In der Demokratischen Republik Kongo eskaliert die Gewalt. Die Regierung spricht von internationalem Terrorismus, doch Zweifler verdächtigen Präsident Kabila, von den Unruhen profitieren zu wollen.

Von Tobias Zick, Kampala

Als mal wieder Schüsse durch die Luft hallten, geriet die Menschenmenge in Panik, für mindestens 13 von ihnen endete sie tödlich. Acht sprangen in den Fluss und ertranken, vier wurden totgetrampelt, einer starb an einer Herzattacke. Die Entwarnung kam für sie zu spät: Es war kein Rebellenangriff - sondern nur ein betrunkener Soldat, der in die Luft geballert hatte. 13 Tote also, Opfer eines falschen Alarms vergangene Woche in Beni, Provinz Nord-Kivu, Ostkongo.
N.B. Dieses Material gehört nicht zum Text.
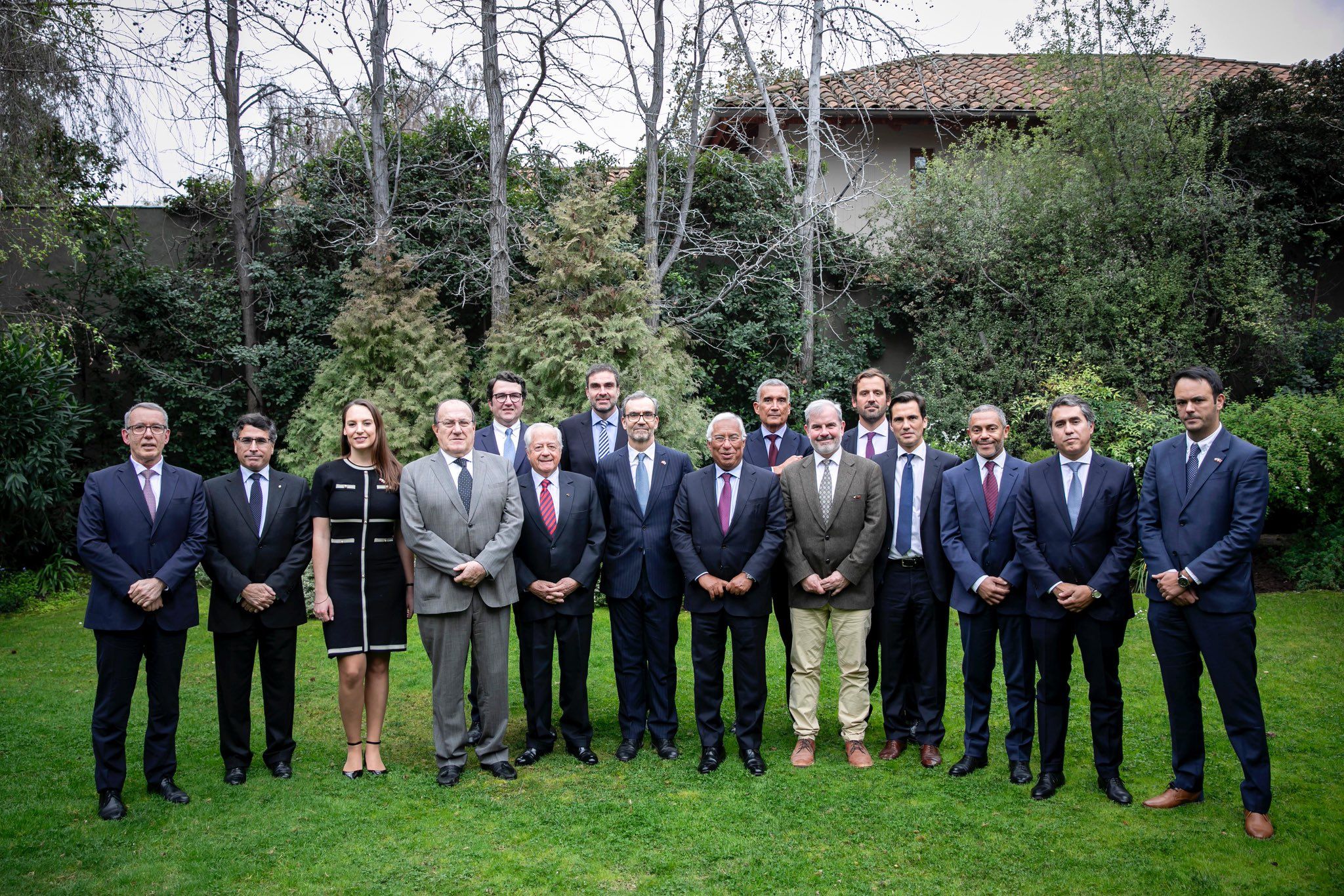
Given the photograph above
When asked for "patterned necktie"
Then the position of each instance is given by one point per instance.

Die Nerven sind extrem angespannt in dieser Stadt und ihren umliegenden Dörfern. Alles scheint möglich zu sein, jederzeit können die Mörderbanden wieder kommen; sie sind schließlich oft gekommen in den vergangenen Jahren. Allein seit Oktober 2014 haben Bewaffnete in und um Beni mehr als 600 Menschen getötet - wer diese Bewaffneten sind und was sie treibt, darum ranken sich bis heute viele Rätsel.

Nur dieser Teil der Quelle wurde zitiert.